For many years I have been an avid wearer of facial hair. I’ve been blessed with the ability to grow a short beard in two weeks, a full well groomed beard in a month. With this ability I have explored and tried out various styles of facial hair, from curled handle bars to “friendly mutton chops”, light stubble to a six inch epic beard. These exciting variations led others to refer to me, if they did not recall my name, as “that bearded guy”, “the bearded one”, and ” . . . you know, the one with the great beard.”

I was known for it, known by it. Having a beard evolved, almost unknowingly, into part of who I was. When I had shaved in the past I experienced awkward looks and smirks from my wife; mistrust and fear from my children; and confusion mixed with un-recognition from friends and co-workers. I didn’t even recognize myself in the mirror anymore. Having a beard was part of my identity, to the point that a shaved face never lasted more than a day.

Now, there are times in our lives when we experience such a significant shift in our lifestyles that it feels, mostly to ourselves, that a bit of our identity shifts with it. Graduating from high school, serving as a missionary, getting married, becoming a father, are some of the shifts that have occurred in my life where I have noticed that I am not quite the same person I was before. This change is never really a negative one, and in some instances a very welcome change. But there is a definite shift, and often there is an odd period of adjustment that takes place while settling in to the “new you.” A sort of reconciliation of sorts. Where you come to realize that the real you is still you, though things have changed.

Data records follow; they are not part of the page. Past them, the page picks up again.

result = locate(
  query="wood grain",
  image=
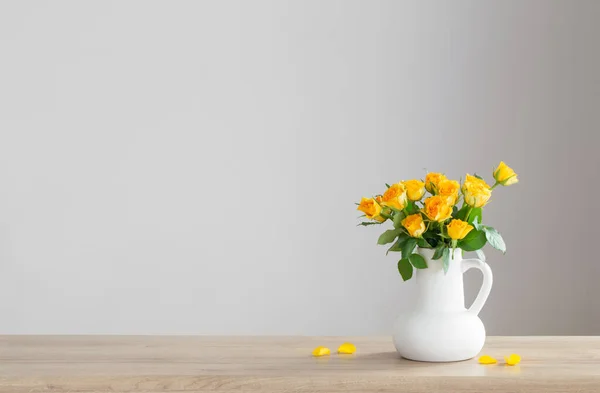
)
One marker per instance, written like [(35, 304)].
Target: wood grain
[(275, 364)]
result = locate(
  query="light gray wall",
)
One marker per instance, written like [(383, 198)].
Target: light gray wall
[(191, 167)]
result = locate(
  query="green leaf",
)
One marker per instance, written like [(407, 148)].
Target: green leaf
[(439, 251), (431, 240), (475, 213), (473, 241), (398, 217), (477, 224), (417, 261), (411, 208), (480, 255), (495, 239), (405, 269), (462, 212), (388, 236), (398, 245), (446, 259), (408, 247), (367, 223), (421, 242)]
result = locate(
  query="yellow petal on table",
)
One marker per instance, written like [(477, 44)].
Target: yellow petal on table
[(512, 360), (321, 351), (485, 359), (347, 348)]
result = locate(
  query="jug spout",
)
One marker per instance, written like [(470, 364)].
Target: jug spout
[(440, 291)]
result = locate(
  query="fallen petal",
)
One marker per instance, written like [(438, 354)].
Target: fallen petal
[(512, 360)]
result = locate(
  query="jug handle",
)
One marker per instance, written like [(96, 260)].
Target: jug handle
[(486, 286)]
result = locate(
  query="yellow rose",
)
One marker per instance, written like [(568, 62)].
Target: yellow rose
[(449, 190), (414, 225), (437, 208), (394, 197), (505, 175), (415, 189), (371, 209), (432, 180), (476, 191), (458, 229)]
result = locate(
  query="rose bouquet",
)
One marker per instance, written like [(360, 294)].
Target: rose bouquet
[(437, 222)]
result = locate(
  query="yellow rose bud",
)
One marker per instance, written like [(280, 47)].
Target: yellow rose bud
[(432, 180), (505, 175), (449, 190), (437, 208), (476, 191), (414, 225), (458, 229), (415, 189), (371, 209), (394, 197)]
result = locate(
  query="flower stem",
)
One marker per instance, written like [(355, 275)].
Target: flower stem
[(468, 213)]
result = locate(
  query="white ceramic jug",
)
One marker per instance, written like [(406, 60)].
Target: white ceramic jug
[(440, 328)]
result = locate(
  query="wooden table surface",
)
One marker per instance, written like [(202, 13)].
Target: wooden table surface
[(275, 364)]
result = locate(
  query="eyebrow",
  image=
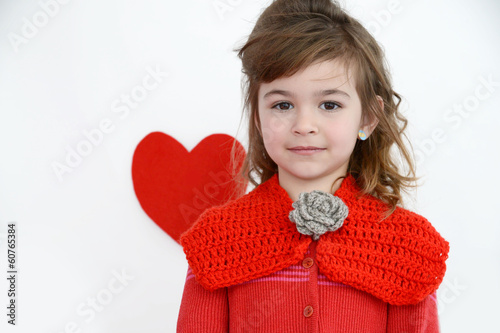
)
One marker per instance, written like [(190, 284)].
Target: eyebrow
[(318, 93)]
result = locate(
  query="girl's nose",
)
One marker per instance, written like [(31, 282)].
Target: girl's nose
[(305, 123)]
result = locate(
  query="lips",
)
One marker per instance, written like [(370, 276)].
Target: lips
[(306, 150)]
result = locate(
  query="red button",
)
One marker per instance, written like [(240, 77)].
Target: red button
[(308, 262), (308, 311)]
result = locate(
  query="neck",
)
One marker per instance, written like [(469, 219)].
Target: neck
[(294, 186)]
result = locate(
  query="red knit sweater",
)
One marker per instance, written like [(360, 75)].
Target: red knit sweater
[(258, 274)]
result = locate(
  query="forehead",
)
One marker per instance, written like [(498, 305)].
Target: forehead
[(328, 74)]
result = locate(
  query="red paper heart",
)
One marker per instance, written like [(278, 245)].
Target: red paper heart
[(175, 186)]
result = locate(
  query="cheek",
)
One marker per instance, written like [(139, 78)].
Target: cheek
[(273, 130), (342, 134)]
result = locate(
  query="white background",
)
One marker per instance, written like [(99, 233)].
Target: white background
[(77, 231)]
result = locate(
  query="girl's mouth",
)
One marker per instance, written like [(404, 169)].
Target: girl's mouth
[(309, 150)]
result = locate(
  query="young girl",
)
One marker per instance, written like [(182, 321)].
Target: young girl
[(322, 243)]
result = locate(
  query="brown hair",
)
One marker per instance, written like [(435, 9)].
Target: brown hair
[(291, 35)]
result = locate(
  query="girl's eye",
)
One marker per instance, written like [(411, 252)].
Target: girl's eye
[(330, 106), (283, 106)]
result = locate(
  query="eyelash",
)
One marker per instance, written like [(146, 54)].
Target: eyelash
[(331, 110)]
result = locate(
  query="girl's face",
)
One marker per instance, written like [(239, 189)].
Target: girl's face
[(310, 122)]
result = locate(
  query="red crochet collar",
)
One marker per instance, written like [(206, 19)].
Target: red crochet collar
[(399, 260)]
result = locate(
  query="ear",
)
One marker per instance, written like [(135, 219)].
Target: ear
[(370, 121), (256, 121)]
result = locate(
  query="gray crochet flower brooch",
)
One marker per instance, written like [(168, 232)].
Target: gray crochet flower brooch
[(318, 212)]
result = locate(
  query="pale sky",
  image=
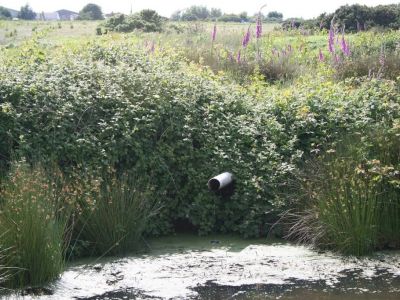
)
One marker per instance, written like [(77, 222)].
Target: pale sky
[(289, 8)]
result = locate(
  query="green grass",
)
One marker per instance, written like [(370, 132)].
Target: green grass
[(116, 219), (351, 197), (33, 226)]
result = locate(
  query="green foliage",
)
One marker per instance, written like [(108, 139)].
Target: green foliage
[(147, 20), (113, 222), (110, 105), (352, 194), (4, 13), (26, 13), (360, 17), (91, 12), (33, 223)]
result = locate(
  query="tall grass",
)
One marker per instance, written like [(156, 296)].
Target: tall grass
[(115, 221), (351, 197), (33, 223)]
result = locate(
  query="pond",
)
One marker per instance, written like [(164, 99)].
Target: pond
[(225, 267)]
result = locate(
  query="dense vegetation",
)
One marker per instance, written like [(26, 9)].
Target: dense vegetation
[(118, 141), (354, 18)]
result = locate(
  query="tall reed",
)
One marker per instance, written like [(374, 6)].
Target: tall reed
[(33, 223), (114, 222), (351, 197)]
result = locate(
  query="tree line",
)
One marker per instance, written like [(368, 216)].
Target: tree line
[(353, 18), (202, 13)]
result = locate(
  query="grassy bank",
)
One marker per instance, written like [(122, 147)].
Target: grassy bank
[(119, 134)]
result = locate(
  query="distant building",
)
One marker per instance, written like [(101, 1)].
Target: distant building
[(48, 16), (14, 13), (112, 14), (59, 15), (67, 15)]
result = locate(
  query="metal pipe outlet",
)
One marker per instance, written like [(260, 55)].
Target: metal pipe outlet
[(220, 181)]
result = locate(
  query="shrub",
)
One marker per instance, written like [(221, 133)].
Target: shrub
[(111, 106), (147, 20)]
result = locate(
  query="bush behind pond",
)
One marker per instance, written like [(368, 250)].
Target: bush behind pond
[(114, 106)]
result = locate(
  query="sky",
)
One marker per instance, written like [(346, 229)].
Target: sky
[(289, 8)]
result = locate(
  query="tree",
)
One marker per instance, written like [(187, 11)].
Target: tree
[(351, 17), (215, 13), (4, 13), (26, 13), (91, 12), (387, 15), (243, 16), (275, 16), (176, 16), (196, 13)]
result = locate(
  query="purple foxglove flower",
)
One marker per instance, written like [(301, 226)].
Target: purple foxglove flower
[(214, 33), (246, 38), (345, 47), (331, 40), (321, 55), (259, 27), (382, 57), (230, 56)]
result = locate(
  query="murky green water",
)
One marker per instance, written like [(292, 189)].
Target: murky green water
[(223, 267)]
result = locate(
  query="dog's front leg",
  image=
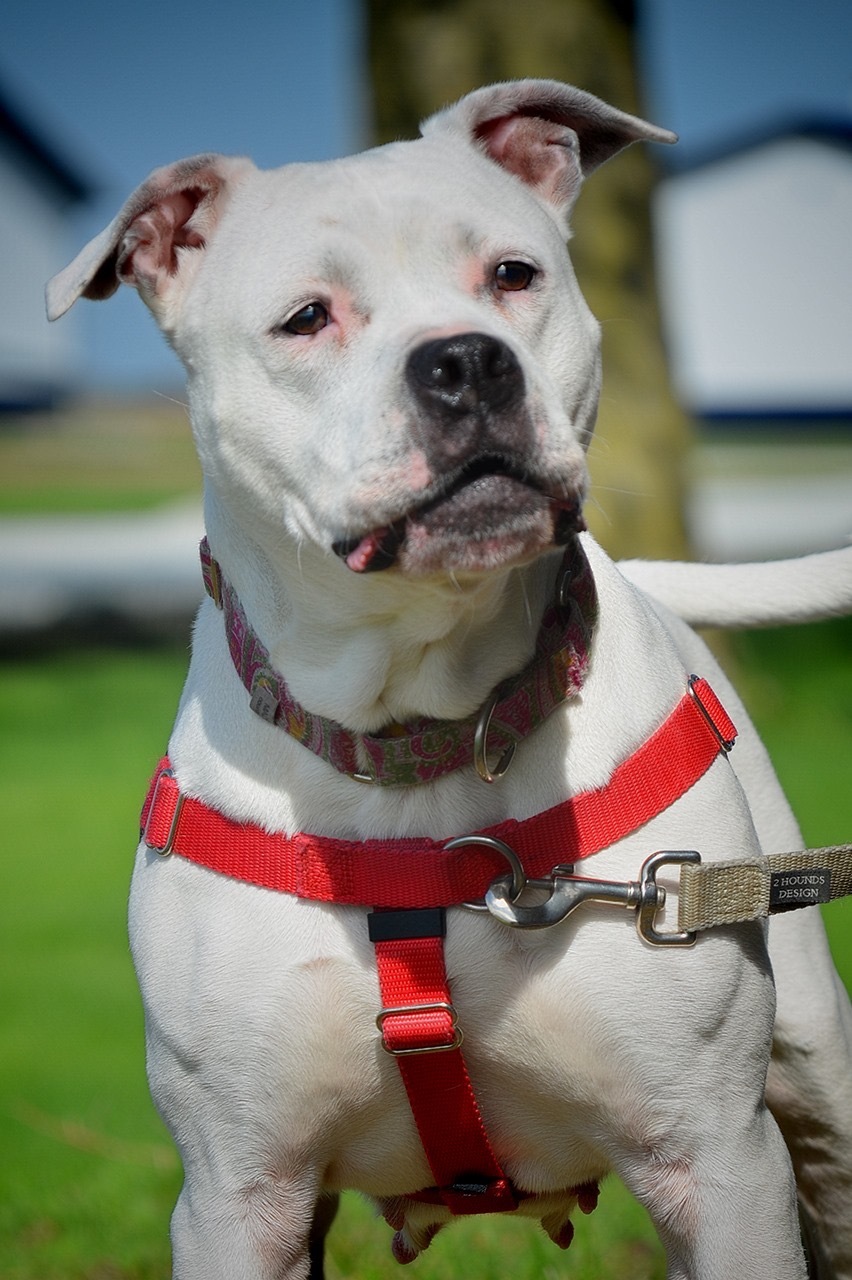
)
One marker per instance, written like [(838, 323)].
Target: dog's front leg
[(728, 1208), (253, 1232)]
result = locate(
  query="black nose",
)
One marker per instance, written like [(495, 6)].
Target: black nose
[(465, 374)]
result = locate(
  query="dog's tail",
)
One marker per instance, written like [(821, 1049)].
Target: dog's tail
[(750, 595)]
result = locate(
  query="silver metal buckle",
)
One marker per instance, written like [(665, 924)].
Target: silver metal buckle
[(164, 850), (518, 878), (438, 1006), (566, 892), (481, 745), (651, 903)]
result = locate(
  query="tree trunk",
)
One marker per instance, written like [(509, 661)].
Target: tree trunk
[(427, 53)]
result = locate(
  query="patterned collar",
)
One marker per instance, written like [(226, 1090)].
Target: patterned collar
[(426, 749)]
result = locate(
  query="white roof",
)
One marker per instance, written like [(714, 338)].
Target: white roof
[(755, 272)]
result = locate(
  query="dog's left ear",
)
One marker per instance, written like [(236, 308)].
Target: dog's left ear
[(548, 135)]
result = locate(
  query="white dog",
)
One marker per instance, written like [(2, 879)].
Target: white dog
[(393, 379)]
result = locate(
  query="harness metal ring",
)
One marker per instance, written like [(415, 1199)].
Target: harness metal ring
[(518, 874), (481, 741)]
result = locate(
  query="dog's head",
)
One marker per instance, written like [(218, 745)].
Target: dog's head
[(388, 356)]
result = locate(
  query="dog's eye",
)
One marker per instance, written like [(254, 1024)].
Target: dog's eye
[(308, 320), (512, 277)]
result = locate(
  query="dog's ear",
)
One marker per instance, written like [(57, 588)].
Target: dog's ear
[(548, 135), (154, 242)]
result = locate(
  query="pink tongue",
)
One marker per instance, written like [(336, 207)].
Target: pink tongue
[(358, 560)]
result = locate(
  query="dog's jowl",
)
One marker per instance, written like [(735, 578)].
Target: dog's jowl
[(418, 684)]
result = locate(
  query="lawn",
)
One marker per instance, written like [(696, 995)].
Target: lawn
[(88, 1175)]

I have yet again experienced another one of those significant shifts in a very unexpected way. As part of a change in life circumstances, one word said to me seemed to resonate and reverberate within my mind.

“Shave.”

I had been asked to shave. And though I was willing to go ahead with it, I couldn’t shake the feeling that I was somehow losing a part of who I was. A beard had become more than just facial hair to me. I would now be cutting off part of my identity. Who I was would come to an end, and the reconciliation of a new identity begins again.